I've been researching the mice package, and I haven't yet discovered a way to use the multiple imputations to make a Cox model, then validate that model with the rms package's validate()
function. Here is some sample code of what I have so far, using the data set veteran
:
library(rms)
library(survival)
library(mice)
remove(veteran)
data(veteran)
veteran$trt=factor(veteran$trt,levels=c(1,2))
veteran$prior=factor(veteran$prior,levels=c(0,10))
#Set random data to NA
veteran[sample(137,4),1]=NA
veteran[sample(137,4),2]=NA
veteran[sample(137,4),7]=NA
impvet=mice(veteran)
survmod=with(veteran,Surv(time,status))
#make a CPH for each imputation
for(i in seq(5)){
assign(paste("mod_",i,sep=""),cph(survmod~trt+celltype+karno+age+prior,
data=complete(impvet,i),x=T,y=T))
}
#Now there is a CPH model for mod_1, mod_2, mod_3, mod_4, and mod_5.

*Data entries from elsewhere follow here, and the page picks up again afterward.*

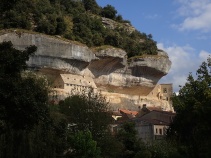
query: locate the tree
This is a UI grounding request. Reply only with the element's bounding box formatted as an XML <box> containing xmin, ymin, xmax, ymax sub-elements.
<box><xmin>116</xmin><ymin>122</ymin><xmax>143</xmax><ymax>158</ymax></box>
<box><xmin>101</xmin><ymin>4</ymin><xmax>117</xmax><ymax>19</ymax></box>
<box><xmin>59</xmin><ymin>91</ymin><xmax>111</xmax><ymax>140</ymax></box>
<box><xmin>0</xmin><ymin>42</ymin><xmax>48</xmax><ymax>132</ymax></box>
<box><xmin>82</xmin><ymin>0</ymin><xmax>101</xmax><ymax>14</ymax></box>
<box><xmin>66</xmin><ymin>131</ymin><xmax>100</xmax><ymax>158</ymax></box>
<box><xmin>168</xmin><ymin>59</ymin><xmax>211</xmax><ymax>157</ymax></box>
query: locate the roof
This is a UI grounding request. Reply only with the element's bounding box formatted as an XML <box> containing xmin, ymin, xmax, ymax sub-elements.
<box><xmin>60</xmin><ymin>74</ymin><xmax>97</xmax><ymax>88</ymax></box>
<box><xmin>119</xmin><ymin>109</ymin><xmax>138</xmax><ymax>116</ymax></box>
<box><xmin>134</xmin><ymin>118</ymin><xmax>170</xmax><ymax>126</ymax></box>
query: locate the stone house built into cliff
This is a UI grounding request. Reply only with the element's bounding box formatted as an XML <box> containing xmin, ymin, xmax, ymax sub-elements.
<box><xmin>53</xmin><ymin>74</ymin><xmax>97</xmax><ymax>100</ymax></box>
<box><xmin>147</xmin><ymin>83</ymin><xmax>174</xmax><ymax>111</ymax></box>
<box><xmin>132</xmin><ymin>110</ymin><xmax>176</xmax><ymax>142</ymax></box>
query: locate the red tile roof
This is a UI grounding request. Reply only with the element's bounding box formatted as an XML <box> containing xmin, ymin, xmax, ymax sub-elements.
<box><xmin>119</xmin><ymin>109</ymin><xmax>138</xmax><ymax>116</ymax></box>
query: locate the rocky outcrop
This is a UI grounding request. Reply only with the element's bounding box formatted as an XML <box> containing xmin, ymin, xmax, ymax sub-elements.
<box><xmin>102</xmin><ymin>17</ymin><xmax>136</xmax><ymax>33</ymax></box>
<box><xmin>0</xmin><ymin>31</ymin><xmax>171</xmax><ymax>109</ymax></box>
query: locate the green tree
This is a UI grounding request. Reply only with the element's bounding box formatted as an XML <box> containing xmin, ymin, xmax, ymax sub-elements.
<box><xmin>101</xmin><ymin>4</ymin><xmax>117</xmax><ymax>19</ymax></box>
<box><xmin>66</xmin><ymin>131</ymin><xmax>100</xmax><ymax>158</ymax></box>
<box><xmin>116</xmin><ymin>122</ymin><xmax>143</xmax><ymax>158</ymax></box>
<box><xmin>82</xmin><ymin>0</ymin><xmax>101</xmax><ymax>14</ymax></box>
<box><xmin>168</xmin><ymin>59</ymin><xmax>211</xmax><ymax>157</ymax></box>
<box><xmin>59</xmin><ymin>91</ymin><xmax>111</xmax><ymax>140</ymax></box>
<box><xmin>0</xmin><ymin>42</ymin><xmax>48</xmax><ymax>129</ymax></box>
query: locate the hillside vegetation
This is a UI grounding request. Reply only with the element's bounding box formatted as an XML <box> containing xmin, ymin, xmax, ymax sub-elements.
<box><xmin>0</xmin><ymin>0</ymin><xmax>157</xmax><ymax>57</ymax></box>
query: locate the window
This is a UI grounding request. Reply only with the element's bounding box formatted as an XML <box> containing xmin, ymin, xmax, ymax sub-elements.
<box><xmin>159</xmin><ymin>129</ymin><xmax>162</xmax><ymax>135</ymax></box>
<box><xmin>163</xmin><ymin>88</ymin><xmax>167</xmax><ymax>93</ymax></box>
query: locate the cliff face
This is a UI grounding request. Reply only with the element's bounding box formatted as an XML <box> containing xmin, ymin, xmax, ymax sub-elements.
<box><xmin>0</xmin><ymin>31</ymin><xmax>171</xmax><ymax>109</ymax></box>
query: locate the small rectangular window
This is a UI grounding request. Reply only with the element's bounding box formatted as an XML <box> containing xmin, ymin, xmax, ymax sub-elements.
<box><xmin>159</xmin><ymin>129</ymin><xmax>162</xmax><ymax>135</ymax></box>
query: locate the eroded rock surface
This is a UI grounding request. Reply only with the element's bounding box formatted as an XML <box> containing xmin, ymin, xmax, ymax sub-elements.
<box><xmin>0</xmin><ymin>31</ymin><xmax>171</xmax><ymax>108</ymax></box>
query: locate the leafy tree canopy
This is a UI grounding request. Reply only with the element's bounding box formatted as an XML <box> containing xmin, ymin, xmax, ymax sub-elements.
<box><xmin>59</xmin><ymin>91</ymin><xmax>111</xmax><ymax>140</ymax></box>
<box><xmin>168</xmin><ymin>59</ymin><xmax>211</xmax><ymax>157</ymax></box>
<box><xmin>0</xmin><ymin>42</ymin><xmax>48</xmax><ymax>130</ymax></box>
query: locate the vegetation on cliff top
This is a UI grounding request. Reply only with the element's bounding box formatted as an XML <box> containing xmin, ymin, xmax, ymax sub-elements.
<box><xmin>0</xmin><ymin>0</ymin><xmax>157</xmax><ymax>57</ymax></box>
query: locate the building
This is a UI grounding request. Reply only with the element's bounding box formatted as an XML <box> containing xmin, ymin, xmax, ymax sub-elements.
<box><xmin>132</xmin><ymin>110</ymin><xmax>176</xmax><ymax>142</ymax></box>
<box><xmin>52</xmin><ymin>74</ymin><xmax>97</xmax><ymax>100</ymax></box>
<box><xmin>147</xmin><ymin>84</ymin><xmax>174</xmax><ymax>112</ymax></box>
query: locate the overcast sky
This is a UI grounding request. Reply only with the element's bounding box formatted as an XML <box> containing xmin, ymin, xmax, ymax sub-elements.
<box><xmin>97</xmin><ymin>0</ymin><xmax>211</xmax><ymax>92</ymax></box>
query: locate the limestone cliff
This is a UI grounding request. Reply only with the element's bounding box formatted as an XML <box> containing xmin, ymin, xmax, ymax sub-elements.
<box><xmin>0</xmin><ymin>31</ymin><xmax>171</xmax><ymax>110</ymax></box>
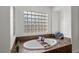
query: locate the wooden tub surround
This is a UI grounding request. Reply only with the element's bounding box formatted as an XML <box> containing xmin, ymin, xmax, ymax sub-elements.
<box><xmin>11</xmin><ymin>34</ymin><xmax>72</xmax><ymax>53</ymax></box>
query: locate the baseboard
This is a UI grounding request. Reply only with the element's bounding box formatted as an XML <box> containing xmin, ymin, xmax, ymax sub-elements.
<box><xmin>72</xmin><ymin>49</ymin><xmax>79</xmax><ymax>53</ymax></box>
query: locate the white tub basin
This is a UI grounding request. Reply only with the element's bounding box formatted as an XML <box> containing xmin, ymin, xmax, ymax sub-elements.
<box><xmin>23</xmin><ymin>38</ymin><xmax>57</xmax><ymax>50</ymax></box>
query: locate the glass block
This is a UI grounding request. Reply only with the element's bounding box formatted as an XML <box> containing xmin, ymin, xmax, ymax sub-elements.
<box><xmin>28</xmin><ymin>15</ymin><xmax>31</xmax><ymax>18</ymax></box>
<box><xmin>28</xmin><ymin>12</ymin><xmax>32</xmax><ymax>14</ymax></box>
<box><xmin>24</xmin><ymin>11</ymin><xmax>28</xmax><ymax>14</ymax></box>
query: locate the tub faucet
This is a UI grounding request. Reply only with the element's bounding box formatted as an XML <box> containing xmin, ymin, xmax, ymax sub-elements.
<box><xmin>39</xmin><ymin>36</ymin><xmax>45</xmax><ymax>42</ymax></box>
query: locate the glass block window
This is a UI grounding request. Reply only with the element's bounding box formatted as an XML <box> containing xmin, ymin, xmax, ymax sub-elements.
<box><xmin>24</xmin><ymin>11</ymin><xmax>48</xmax><ymax>33</ymax></box>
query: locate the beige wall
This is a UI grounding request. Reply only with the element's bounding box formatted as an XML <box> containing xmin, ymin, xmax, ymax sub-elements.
<box><xmin>0</xmin><ymin>6</ymin><xmax>10</xmax><ymax>53</ymax></box>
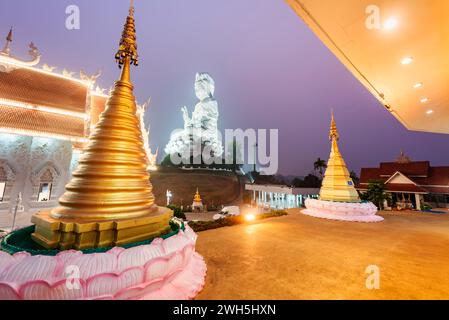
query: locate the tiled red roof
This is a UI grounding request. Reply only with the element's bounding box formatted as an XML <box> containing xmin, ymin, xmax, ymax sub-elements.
<box><xmin>380</xmin><ymin>161</ymin><xmax>430</xmax><ymax>177</ymax></box>
<box><xmin>357</xmin><ymin>161</ymin><xmax>449</xmax><ymax>194</ymax></box>
<box><xmin>360</xmin><ymin>168</ymin><xmax>386</xmax><ymax>183</ymax></box>
<box><xmin>385</xmin><ymin>183</ymin><xmax>428</xmax><ymax>193</ymax></box>
<box><xmin>0</xmin><ymin>69</ymin><xmax>88</xmax><ymax>113</ymax></box>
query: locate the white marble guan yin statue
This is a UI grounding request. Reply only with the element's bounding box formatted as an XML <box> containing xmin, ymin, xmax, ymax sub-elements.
<box><xmin>165</xmin><ymin>73</ymin><xmax>223</xmax><ymax>157</ymax></box>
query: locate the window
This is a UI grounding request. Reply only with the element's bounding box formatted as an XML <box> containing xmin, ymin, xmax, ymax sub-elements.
<box><xmin>0</xmin><ymin>181</ymin><xmax>6</xmax><ymax>202</ymax></box>
<box><xmin>37</xmin><ymin>182</ymin><xmax>52</xmax><ymax>202</ymax></box>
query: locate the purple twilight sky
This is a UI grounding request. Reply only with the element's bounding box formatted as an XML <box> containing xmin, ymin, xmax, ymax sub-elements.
<box><xmin>0</xmin><ymin>0</ymin><xmax>449</xmax><ymax>175</ymax></box>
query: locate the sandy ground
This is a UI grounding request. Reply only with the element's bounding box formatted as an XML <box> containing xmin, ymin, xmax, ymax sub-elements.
<box><xmin>197</xmin><ymin>209</ymin><xmax>449</xmax><ymax>300</ymax></box>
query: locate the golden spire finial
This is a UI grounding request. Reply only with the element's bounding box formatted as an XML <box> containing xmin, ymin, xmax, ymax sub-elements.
<box><xmin>6</xmin><ymin>27</ymin><xmax>12</xmax><ymax>42</ymax></box>
<box><xmin>329</xmin><ymin>109</ymin><xmax>340</xmax><ymax>141</ymax></box>
<box><xmin>2</xmin><ymin>27</ymin><xmax>12</xmax><ymax>55</ymax></box>
<box><xmin>115</xmin><ymin>0</ymin><xmax>139</xmax><ymax>68</ymax></box>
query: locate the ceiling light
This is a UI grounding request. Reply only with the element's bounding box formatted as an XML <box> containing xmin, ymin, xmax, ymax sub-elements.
<box><xmin>401</xmin><ymin>57</ymin><xmax>413</xmax><ymax>66</ymax></box>
<box><xmin>384</xmin><ymin>18</ymin><xmax>399</xmax><ymax>30</ymax></box>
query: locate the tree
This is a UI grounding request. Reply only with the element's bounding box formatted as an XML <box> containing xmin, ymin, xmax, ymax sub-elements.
<box><xmin>167</xmin><ymin>205</ymin><xmax>187</xmax><ymax>220</ymax></box>
<box><xmin>292</xmin><ymin>173</ymin><xmax>321</xmax><ymax>188</ymax></box>
<box><xmin>313</xmin><ymin>158</ymin><xmax>327</xmax><ymax>177</ymax></box>
<box><xmin>360</xmin><ymin>180</ymin><xmax>390</xmax><ymax>210</ymax></box>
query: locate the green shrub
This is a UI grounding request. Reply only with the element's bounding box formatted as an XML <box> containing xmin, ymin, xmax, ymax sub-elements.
<box><xmin>167</xmin><ymin>205</ymin><xmax>187</xmax><ymax>220</ymax></box>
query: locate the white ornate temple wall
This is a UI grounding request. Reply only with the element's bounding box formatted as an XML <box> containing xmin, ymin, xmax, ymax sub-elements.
<box><xmin>0</xmin><ymin>134</ymin><xmax>77</xmax><ymax>228</ymax></box>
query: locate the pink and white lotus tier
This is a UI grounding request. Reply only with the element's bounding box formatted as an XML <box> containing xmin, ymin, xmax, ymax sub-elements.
<box><xmin>0</xmin><ymin>226</ymin><xmax>206</xmax><ymax>300</ymax></box>
<box><xmin>302</xmin><ymin>199</ymin><xmax>384</xmax><ymax>222</ymax></box>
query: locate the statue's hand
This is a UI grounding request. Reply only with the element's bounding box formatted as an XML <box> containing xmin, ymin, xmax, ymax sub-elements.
<box><xmin>181</xmin><ymin>106</ymin><xmax>190</xmax><ymax>124</ymax></box>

Now, if I were just working with one CPH model, I would do this:
validate(mod_1,B=20)
The problem I'm having is how to take the 5 CPH models (1 for each imputation), and be able to create a pooled model that I can then use with rms
. I know that the mice
package has some built-in pooling functions but I don't believe they work with the cph
object in rms
. The key here is being able to still use rms
after pooling. I looked into using Harrell's aregImpute()
function but I'm having some trouble following the examples and documentation; mice
seems simpler to use.
Best Answer
The
fit.mult.impute
function in theHmisc
package will draw imputations created frommice
just as it will fromaregImpute
.cph
will work withfit.mult.impute
. The harder question is how to do validation through resampling when also doing multiple imputation. I don't think anyone has really solved that. I usually take the easy way out and use single imputation to validate the model, using theHmisc transcan
function, but using multiple imputation to fit the final model and to get standard errors.